Eurozone inflation data, measured by the Harmonized Index of Consumer Prices (HICP), is an important econometric for the Euro. If inflation rises more than expected, especially if above the ECB’s 2% target, it obliges the ECB to raise interest rates to bring it back under control. Relatively high interest rates compared to its counterparts will usually benefit the Euro, as it makes the region more attractive as a place for global investors to park their money.
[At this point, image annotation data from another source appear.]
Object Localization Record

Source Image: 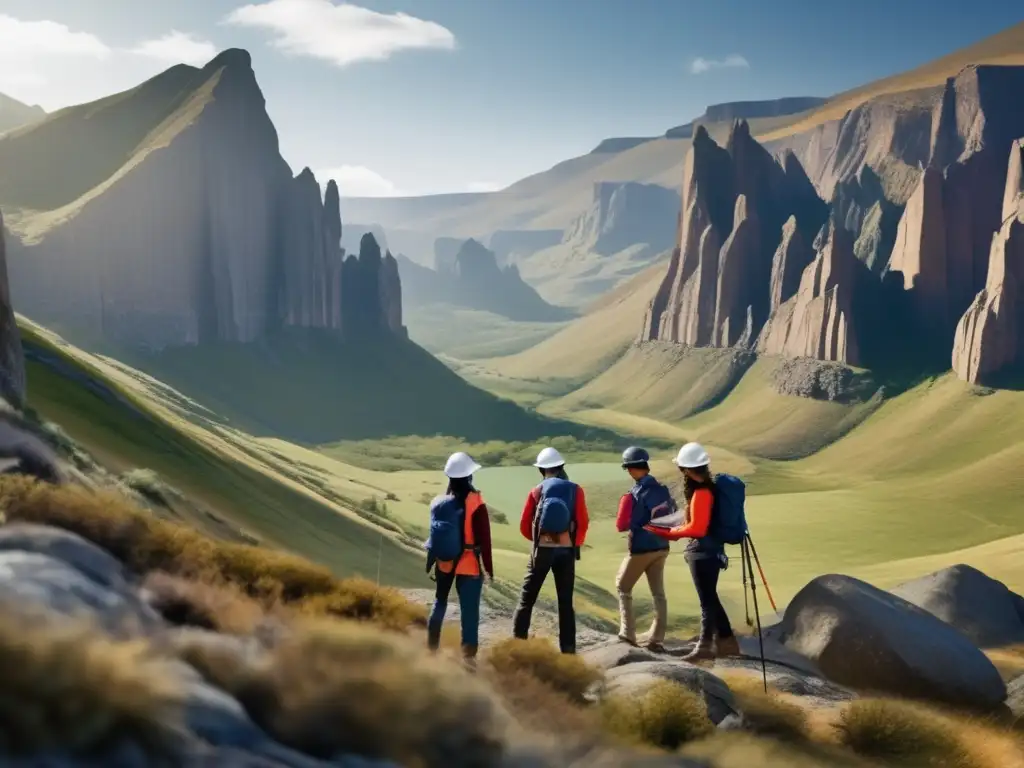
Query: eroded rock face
[758,222,864,366]
[642,122,826,347]
[2,50,400,348]
[0,213,25,408]
[952,140,1024,384]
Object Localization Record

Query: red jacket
[519,485,590,547]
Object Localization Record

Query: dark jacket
[616,475,669,555]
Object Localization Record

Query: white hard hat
[675,442,711,469]
[444,451,480,480]
[534,446,565,469]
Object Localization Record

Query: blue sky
[0,0,1024,195]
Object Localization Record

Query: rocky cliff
[562,181,679,256]
[0,214,25,408]
[643,122,827,346]
[0,50,400,348]
[642,67,1024,382]
[952,139,1024,384]
[398,238,570,323]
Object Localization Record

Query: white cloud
[129,30,217,67]
[0,13,111,61]
[690,53,751,75]
[315,165,407,198]
[466,181,505,191]
[224,0,455,67]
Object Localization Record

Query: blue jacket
[629,475,669,555]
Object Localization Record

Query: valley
[0,16,1024,651]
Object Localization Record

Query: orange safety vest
[437,492,483,575]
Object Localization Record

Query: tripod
[739,530,778,693]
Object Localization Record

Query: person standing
[615,445,674,652]
[646,442,740,662]
[426,452,495,668]
[512,447,590,653]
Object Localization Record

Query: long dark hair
[683,465,715,504]
[447,476,476,502]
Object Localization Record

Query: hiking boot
[715,635,743,656]
[462,645,476,672]
[683,638,715,664]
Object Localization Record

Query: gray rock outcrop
[0,50,401,349]
[641,122,827,346]
[891,565,1024,648]
[758,222,863,366]
[952,139,1024,384]
[768,574,1007,710]
[397,238,570,323]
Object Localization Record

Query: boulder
[0,523,127,590]
[0,550,162,637]
[769,574,1007,710]
[891,564,1024,648]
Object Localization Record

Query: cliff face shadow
[123,329,622,444]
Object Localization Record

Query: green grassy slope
[123,331,626,444]
[22,322,422,585]
[0,65,200,211]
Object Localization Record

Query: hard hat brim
[444,462,483,480]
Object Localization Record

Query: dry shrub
[0,609,183,765]
[485,638,603,702]
[836,698,978,768]
[680,733,879,768]
[142,570,264,635]
[215,620,506,768]
[481,669,601,739]
[985,643,1024,683]
[0,476,426,628]
[601,680,715,750]
[719,672,810,741]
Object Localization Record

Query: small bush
[142,571,264,635]
[0,607,183,765]
[601,680,715,750]
[719,673,809,741]
[836,698,974,768]
[216,620,506,768]
[485,638,602,702]
[0,476,426,627]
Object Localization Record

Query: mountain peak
[203,48,253,70]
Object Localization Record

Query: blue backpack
[635,480,683,528]
[537,477,575,536]
[424,496,466,562]
[709,474,746,544]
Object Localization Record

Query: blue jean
[427,569,483,648]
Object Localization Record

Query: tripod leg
[746,534,778,613]
[739,542,754,627]
[746,540,768,693]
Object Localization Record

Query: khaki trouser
[615,549,669,643]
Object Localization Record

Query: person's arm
[643,488,714,542]
[473,504,495,581]
[615,494,634,534]
[575,485,590,548]
[519,488,537,542]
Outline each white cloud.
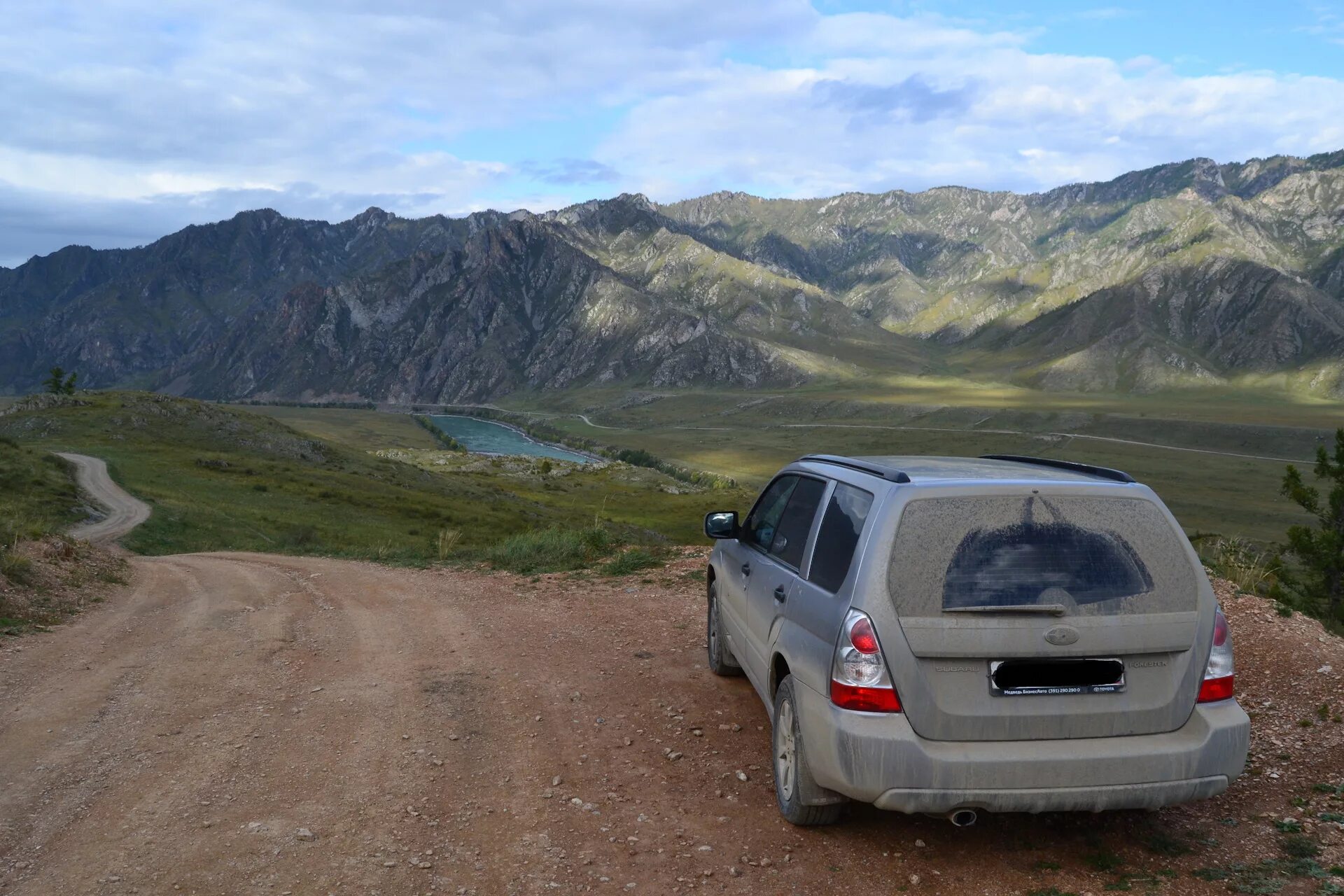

Data releases gauge the health of the economy and can impact on the Euro. Indicators such as GDP, Manufacturing and Services PMIs, employment, and consumer sentiment surveys can all influence the direction of the single currency. A strong economy is good for the Euro. Not only does it attract more foreign investment but it may encourage the ECB to put up interest rates, which will directly strengthen the Euro. Otherwise, if economic data is weak, the Euro is likely to fall. Economic data for the four largest economies in the euro area (Germany, France, Italy and Spain) are especially significant, as they account for 75% of the Eurozone’s economy.

Another significant data release for the Euro is the Trade Balance. This indicator measures the difference between what a country earns from its exports and what it spends on imports over a given period. If a country produces highly sought after exports then its currency will gain in value purely from the extra demand created from foreign buyers seeking to purchase these goods. Therefore, a positive net Trade Balance strengthens a currency and vice versa for a negative balance.

Disclaimer: For information purposes only. Past performance is not indicative of future results.